Еська шмыгнул носом. Только вот раскаянию его я не поверила ни на грошик. Из тех он, которые и на висельне глумиться станут. Опасные люди. Ничего-то для них святого нету, все — пыль.
Все — пустота.
— Не стоило мне с тобою шутку шутить… а потому, будь ласкова, прими извинением…
Из рукава рубахи шелковой Еська извлек золотую монету. То есть попервости мне показалось, что монета сие. Я уж и отказаться собралась, потому как не нужны мне его деньги.
— Пропуск это, — пояснил Еська и монету на ребро поставил. Тогда-то и увидела я, что вовсе это не рубль, потому как была монета поширше и размахом поболей. А главное, что заместо государева лика выбили на ней голубочка с веткой, и такого прехорошенького, что страсть. — В клаб женский, по саксонское манере. Давече на Кольскою площади открыли.
Клаб?
Про клабы я и слыхать не слыхивала. А Еська кругляш золотой ко мне подтолкнул.
— Ты у нас девушка любопытная, вот пойдешь, поглядишь, как оно за границею боярыни отдыхают. Говорят, что и матушка на открытии побывала… и все-то наши из тех, что познатней, побогаче… не каждой этот пропуск по карману. Да и те, кто при деньгах, не все купить способны…
Говорит так, а я на монетку гляжу.
Нельзя брать.
Хватит с меня одное его шуточки… а тут… чую сердце, что неладно с энтим клабом. Но ежели и вправду царица заглядывать не брезговала… и боярыни… небось, в дурное какое место боярынь не пустили б…
— А… что там? — Я позволила кругляшу упасть.
Еська же плечами пожал:
— Откуда мне знать? Мужчин туда не пускают… клаб-то женский…
Женский, значит… дивно так… в Барсуках, когда на зимку посиделки устраивали, то и девок звали, и парней. Нет, оно все чин по чину было, для того и старух садили, чтоб глядели они за порядком. А заодно уж сказывали всякое, у любой-то бабы с десяток гишторий имеется, одна другой поучительней. Вот и говорили они, а девки шили, пряли, фасолю лузгали аль иную работу работали. И на парней поглядывали, которые тоже хороши, что в ножички играть бралися, что еще в какую забаву…
Тут же…
Еська глядит, спокойно так, будто не сомневается, что возьму этот кругляш.
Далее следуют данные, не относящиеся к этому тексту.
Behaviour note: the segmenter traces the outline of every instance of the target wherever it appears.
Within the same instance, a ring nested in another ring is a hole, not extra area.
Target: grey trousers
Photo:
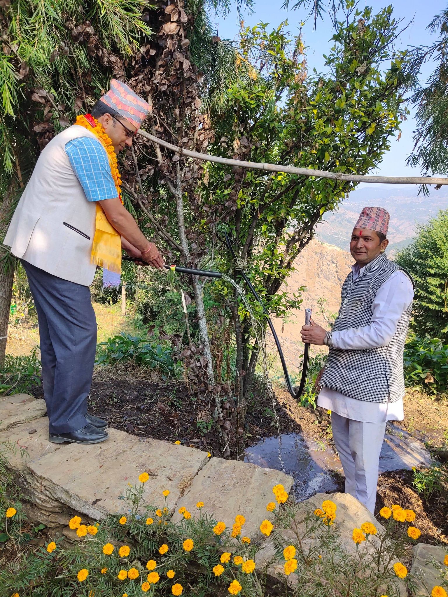
[[[42,377],[50,432],[84,427],[96,350],[97,325],[88,286],[22,260],[39,320]]]

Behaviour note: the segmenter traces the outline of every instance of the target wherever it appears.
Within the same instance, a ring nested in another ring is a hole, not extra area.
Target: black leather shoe
[[[99,444],[107,439],[109,435],[102,429],[87,424],[81,429],[69,431],[66,433],[50,433],[48,439],[53,444]]]
[[[91,425],[93,425],[97,429],[105,429],[108,426],[108,421],[103,420],[102,418],[100,418],[99,417],[96,417],[93,414],[89,414],[87,413],[85,414],[85,420],[87,423],[90,423]]]

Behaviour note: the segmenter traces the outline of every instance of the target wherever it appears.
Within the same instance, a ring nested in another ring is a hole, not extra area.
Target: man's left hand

А мне и вправду охота, руки сами тянутся. Да и что в том плохого, ежели царица… и клаб… на саксонскую манеру… мужикам ходу нету… и посядут боярыни, может, плясовых позовут, аль скоморох, аль еще кого, чтоб развлек. Будут чаи пить и про свои дела гутарить.
И я там лишняя.
Знаю, что лишняя, но вот…
…представила, как сказываю бабке, что в столицах делала… про учебу-то не больно-то и скажешь, а вот помянуть, что видела, как сама царица крестиком шьет… аль не крестиком, но гобелену, ежель по-благородному…
…ох, права была бабка, кажучи, что дурня учить — розгу зазря тратить.